本連載は「週刊仏教タイムス」に連載中の「まいんど マインド Mind」を、同紙と筆者の藤田庄市氏のご好意により再掲載させていただいているものです。記事中、一部表記を変更しています。本紙での再掲載にかんする責任はすべて本紙にあります。問合せ・意見・苦情等は、「やや日刊カルト新聞」編集部(daily.cult@gmail.com)までお寄せ下さい。
 

脱会の布石と阻害要因

 では「脱会の布石となった事柄」はどのようなものだったか。有効回答者192名、分類件数のべ356件。これを27の小項目に分類したところ、1位は「教義への疑問」が47件、2位は「親の信仰強要や束縛への恨み」の37件であり、3位はネットなど「外部情報への接触」が30件だった。

 この「教義への疑問」と「親への恨み」は、次の「脱会の阻害要因」をみるといっそうはっきりしてくる。

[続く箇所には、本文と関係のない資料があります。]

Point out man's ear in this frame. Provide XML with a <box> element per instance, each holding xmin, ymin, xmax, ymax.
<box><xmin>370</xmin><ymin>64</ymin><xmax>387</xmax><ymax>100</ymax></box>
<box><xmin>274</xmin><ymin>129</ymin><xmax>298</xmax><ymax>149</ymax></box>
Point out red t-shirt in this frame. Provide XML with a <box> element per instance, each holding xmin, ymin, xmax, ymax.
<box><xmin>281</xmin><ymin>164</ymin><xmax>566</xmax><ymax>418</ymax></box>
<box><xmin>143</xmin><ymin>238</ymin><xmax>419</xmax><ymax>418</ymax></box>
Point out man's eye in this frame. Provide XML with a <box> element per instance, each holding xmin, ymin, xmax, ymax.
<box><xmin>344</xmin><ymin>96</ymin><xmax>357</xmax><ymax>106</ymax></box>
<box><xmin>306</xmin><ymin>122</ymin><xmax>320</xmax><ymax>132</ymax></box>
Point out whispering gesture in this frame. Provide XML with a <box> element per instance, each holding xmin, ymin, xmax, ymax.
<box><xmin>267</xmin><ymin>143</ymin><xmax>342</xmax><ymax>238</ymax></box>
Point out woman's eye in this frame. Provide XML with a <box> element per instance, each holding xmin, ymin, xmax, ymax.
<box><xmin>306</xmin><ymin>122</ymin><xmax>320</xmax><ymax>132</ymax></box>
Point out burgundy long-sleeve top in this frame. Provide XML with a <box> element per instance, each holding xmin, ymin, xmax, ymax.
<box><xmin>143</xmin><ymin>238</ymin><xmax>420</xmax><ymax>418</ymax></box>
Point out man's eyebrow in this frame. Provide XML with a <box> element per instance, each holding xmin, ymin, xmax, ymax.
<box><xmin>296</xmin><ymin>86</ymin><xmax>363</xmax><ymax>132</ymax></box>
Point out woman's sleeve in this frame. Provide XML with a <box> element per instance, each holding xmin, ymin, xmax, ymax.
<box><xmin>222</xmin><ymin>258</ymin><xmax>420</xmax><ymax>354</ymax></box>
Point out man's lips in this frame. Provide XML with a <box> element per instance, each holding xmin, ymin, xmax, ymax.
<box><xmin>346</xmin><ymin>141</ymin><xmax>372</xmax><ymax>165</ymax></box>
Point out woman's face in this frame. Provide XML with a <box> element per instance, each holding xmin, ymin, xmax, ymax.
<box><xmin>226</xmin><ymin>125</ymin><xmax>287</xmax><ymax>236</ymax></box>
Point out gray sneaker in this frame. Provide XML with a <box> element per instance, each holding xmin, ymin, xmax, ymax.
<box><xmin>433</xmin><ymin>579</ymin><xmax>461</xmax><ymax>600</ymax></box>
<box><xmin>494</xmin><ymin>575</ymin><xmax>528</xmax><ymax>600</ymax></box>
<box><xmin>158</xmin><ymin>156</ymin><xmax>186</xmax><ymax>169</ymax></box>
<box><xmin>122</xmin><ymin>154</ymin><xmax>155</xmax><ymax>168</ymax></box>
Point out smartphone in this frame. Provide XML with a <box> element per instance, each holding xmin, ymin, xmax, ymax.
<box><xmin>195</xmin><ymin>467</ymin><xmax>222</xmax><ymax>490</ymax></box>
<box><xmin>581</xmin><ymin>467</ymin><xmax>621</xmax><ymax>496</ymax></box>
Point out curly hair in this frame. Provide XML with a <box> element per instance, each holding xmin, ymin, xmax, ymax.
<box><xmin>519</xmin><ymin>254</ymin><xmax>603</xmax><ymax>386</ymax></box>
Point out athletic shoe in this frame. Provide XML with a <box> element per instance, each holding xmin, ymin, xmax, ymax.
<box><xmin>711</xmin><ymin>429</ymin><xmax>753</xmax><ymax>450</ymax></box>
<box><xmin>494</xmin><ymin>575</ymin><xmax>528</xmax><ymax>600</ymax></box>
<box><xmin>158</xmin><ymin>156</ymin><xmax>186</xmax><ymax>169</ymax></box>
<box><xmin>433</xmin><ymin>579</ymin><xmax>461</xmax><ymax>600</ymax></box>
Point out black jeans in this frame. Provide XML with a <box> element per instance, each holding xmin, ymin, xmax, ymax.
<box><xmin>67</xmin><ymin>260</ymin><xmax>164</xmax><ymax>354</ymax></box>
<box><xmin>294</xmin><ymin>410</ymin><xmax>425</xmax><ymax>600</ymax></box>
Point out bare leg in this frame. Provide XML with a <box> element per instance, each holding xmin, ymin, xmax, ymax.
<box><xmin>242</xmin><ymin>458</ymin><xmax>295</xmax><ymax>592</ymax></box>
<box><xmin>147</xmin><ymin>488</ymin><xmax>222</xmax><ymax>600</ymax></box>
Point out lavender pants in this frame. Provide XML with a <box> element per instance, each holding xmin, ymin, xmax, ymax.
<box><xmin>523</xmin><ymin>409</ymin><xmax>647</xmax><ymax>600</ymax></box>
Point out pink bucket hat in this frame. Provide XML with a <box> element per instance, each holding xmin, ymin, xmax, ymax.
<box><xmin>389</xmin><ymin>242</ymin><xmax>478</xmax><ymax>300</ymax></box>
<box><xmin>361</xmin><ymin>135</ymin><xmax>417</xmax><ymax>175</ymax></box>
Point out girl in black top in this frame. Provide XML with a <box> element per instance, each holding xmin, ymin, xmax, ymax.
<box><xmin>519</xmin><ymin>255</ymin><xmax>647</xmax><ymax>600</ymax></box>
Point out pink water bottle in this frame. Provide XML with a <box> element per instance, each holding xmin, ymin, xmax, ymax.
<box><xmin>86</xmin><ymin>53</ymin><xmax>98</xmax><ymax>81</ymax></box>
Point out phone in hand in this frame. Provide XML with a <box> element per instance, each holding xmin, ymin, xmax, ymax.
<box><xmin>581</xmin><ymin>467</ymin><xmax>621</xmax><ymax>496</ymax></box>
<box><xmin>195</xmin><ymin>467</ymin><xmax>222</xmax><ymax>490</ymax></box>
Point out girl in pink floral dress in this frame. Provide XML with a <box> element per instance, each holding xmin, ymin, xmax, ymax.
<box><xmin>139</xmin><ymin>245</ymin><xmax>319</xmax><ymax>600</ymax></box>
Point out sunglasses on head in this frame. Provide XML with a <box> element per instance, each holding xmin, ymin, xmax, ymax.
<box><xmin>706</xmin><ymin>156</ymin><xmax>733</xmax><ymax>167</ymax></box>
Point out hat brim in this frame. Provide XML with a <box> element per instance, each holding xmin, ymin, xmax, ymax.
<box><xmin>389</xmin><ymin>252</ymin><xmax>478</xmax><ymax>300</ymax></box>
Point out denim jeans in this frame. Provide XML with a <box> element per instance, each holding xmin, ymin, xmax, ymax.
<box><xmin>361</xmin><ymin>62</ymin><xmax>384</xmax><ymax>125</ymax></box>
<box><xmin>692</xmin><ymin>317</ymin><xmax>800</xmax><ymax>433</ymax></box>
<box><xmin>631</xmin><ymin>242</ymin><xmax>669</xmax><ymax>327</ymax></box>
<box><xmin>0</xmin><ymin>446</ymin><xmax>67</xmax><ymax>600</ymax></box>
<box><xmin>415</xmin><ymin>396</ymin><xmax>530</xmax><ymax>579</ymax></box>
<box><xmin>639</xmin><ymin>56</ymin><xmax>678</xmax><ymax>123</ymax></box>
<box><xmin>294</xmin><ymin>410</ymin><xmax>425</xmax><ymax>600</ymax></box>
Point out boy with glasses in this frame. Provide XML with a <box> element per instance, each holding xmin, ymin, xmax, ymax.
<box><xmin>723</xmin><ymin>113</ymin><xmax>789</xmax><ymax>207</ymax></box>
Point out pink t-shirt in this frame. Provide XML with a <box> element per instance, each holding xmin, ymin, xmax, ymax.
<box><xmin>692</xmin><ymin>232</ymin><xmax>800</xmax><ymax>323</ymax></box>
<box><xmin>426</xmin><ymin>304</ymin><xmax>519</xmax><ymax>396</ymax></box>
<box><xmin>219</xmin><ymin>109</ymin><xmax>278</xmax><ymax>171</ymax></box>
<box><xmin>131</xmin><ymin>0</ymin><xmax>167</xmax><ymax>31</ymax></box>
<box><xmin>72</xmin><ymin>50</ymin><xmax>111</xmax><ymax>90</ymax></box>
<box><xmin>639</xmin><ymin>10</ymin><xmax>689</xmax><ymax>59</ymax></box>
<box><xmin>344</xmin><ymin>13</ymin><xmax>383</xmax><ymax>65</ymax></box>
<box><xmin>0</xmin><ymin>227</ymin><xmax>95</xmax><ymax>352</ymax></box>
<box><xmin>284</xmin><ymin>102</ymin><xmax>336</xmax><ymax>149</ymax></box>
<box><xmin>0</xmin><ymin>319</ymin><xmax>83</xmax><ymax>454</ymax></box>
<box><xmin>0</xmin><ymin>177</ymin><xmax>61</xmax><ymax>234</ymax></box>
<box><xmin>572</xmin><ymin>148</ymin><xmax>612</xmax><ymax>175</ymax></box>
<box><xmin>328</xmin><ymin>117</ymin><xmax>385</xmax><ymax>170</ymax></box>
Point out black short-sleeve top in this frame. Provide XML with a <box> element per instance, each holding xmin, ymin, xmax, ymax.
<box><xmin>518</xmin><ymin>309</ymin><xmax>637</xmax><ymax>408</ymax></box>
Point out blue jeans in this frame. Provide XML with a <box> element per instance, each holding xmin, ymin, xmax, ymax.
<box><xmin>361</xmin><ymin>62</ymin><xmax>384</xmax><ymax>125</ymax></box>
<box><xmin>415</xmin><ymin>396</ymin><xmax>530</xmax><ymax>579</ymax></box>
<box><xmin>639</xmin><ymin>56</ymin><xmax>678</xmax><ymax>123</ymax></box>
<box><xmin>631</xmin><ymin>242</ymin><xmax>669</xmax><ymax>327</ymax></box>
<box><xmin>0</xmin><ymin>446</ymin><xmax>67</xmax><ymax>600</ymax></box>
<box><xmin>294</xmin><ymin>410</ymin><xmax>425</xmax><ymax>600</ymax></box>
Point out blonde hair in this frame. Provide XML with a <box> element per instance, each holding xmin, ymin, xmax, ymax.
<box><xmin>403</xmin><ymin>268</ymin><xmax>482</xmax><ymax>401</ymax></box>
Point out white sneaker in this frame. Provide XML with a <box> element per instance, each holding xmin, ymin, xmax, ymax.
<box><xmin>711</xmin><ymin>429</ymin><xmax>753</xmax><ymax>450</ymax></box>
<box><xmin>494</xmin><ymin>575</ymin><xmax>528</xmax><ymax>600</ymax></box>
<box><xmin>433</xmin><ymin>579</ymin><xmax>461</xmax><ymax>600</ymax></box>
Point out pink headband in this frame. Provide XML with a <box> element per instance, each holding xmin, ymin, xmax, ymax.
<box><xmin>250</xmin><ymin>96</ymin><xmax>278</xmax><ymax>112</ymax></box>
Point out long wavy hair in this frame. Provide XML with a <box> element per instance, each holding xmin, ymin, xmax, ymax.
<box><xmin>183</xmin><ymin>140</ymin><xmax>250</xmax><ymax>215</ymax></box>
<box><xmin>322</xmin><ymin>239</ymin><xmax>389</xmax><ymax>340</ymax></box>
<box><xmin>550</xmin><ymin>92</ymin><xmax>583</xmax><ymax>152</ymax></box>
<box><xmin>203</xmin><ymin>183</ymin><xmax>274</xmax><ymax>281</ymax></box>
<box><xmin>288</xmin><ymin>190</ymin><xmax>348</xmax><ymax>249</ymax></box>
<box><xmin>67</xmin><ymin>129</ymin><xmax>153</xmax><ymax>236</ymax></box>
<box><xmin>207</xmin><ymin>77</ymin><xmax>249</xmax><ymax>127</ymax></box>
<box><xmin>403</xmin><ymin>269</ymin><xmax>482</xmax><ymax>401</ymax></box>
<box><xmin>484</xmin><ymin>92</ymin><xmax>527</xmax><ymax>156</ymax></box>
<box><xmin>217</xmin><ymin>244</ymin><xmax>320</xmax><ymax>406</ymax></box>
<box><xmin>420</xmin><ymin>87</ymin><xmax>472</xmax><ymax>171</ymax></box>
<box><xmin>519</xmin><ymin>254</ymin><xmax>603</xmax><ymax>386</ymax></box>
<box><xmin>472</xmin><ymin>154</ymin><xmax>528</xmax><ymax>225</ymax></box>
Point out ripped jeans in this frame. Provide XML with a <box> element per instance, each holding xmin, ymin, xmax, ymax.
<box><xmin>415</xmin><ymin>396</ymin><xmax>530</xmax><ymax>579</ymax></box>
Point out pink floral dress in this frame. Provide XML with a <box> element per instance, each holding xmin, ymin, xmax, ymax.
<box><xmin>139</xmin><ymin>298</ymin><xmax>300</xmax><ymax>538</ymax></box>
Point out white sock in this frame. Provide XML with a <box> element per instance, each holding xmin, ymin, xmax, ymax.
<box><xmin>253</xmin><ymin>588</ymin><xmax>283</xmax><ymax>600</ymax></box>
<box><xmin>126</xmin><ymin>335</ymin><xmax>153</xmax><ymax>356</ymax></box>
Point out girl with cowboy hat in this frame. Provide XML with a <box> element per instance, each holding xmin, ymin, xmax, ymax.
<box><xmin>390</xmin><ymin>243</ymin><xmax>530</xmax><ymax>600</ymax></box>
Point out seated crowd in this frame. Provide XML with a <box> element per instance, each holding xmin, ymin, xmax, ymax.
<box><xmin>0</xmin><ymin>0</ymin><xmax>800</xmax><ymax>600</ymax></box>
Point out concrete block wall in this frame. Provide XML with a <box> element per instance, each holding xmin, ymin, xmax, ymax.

有効回答者234名、分類件数のべ292件のうち、大項目では①「家族との関係」計162件、②「教義・教団への疑問」計86件、③「社会での居所のなさ」計29件、④「(脱会の)苦労なし」計15件となり、阻害要因は家族と教義・教団が圧倒的であり、これがなにより2世問題の際立った特徴であることがわかる。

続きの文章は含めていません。